Other notable performances include Gabriel Amiryar’s (Augustus) comical delivery. Most entertaining was the song “I Eat More.” Armiyar fell to the ground dramatically, hung off the side of the stage, and waited for someone to pick him back up.
The costume design by Laura Mineo and Emily Thomas used distinctive colors to identify the children: harsh navy blue for brash Violet, ditzy, girlish pink for daddy’s-little-girl Veruca, slimy green for unkempt Mike, flashy orange for striking Augustus, and faded blue for poor, but hopeful Charlie. The parents’ costumes masterfully reflected their children. Mr. Salt’s silky rose tie linked him to daughter Veruca, while Mrs. Beauregarde’s sapphire-print business gown aligned her to daughter Violet. Choosing to tie only one element to their children allowed the parents to retain individual personalities while insinuating that the children were an exaggeration of their parents’ characteristics.
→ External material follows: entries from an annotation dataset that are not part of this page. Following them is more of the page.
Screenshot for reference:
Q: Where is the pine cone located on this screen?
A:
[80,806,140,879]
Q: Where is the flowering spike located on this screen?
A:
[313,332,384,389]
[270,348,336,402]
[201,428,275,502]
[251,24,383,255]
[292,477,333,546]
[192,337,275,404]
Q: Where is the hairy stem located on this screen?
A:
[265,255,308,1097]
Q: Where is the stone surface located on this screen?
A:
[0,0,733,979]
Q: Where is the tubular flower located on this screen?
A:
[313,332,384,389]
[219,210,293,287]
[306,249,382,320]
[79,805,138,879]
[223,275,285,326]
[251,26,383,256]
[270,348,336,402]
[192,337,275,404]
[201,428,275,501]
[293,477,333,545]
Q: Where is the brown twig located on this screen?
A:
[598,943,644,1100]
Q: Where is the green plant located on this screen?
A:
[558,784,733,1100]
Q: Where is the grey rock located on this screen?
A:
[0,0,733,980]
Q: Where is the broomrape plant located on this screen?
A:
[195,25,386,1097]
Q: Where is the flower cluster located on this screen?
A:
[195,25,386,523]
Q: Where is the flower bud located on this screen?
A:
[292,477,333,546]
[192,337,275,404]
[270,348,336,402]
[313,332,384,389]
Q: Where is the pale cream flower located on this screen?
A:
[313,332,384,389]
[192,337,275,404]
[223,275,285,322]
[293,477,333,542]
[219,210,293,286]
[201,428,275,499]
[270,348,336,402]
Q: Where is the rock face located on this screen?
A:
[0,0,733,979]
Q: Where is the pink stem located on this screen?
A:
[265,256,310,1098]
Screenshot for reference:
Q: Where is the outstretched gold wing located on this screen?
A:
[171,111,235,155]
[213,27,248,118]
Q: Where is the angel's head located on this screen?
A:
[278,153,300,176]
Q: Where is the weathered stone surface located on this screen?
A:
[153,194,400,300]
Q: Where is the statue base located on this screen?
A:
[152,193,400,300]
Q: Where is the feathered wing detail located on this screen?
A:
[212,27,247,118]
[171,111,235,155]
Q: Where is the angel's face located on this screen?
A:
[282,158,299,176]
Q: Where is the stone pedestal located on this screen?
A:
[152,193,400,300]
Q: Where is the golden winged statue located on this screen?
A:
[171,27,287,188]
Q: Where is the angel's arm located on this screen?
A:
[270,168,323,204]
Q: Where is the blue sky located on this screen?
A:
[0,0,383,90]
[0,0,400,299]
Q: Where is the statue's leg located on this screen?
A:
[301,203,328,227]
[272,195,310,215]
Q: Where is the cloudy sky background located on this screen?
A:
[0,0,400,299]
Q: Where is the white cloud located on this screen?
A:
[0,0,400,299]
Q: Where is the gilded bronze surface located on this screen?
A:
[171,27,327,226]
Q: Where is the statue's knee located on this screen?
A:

Keshmin Curtusan and Jayla Eddy’s sound design seamlessly amplified the cast’s voices. In large ensemble numbers, the duo adjusted the myriad of microphones to balanced perfection, ensuring the ensemble rang with unified clarity. During vocal solos, they deftly dropped the ensemble voices to a supporting hum. This cushioned the soloist with a melodic backdrop and allowed their moment to glisten. Segments of the “Oompa Loompa” songs started with the squeaky Oompa Loompa Ensemble singing in mystifying excitement, then fell to a gentle lull as a child began deliberating their tragedy with fervor.
Nostalgic, heartwarming, and full of childlike wonder, Centerville High School’s production makes anyone feel like they won a golden ticket.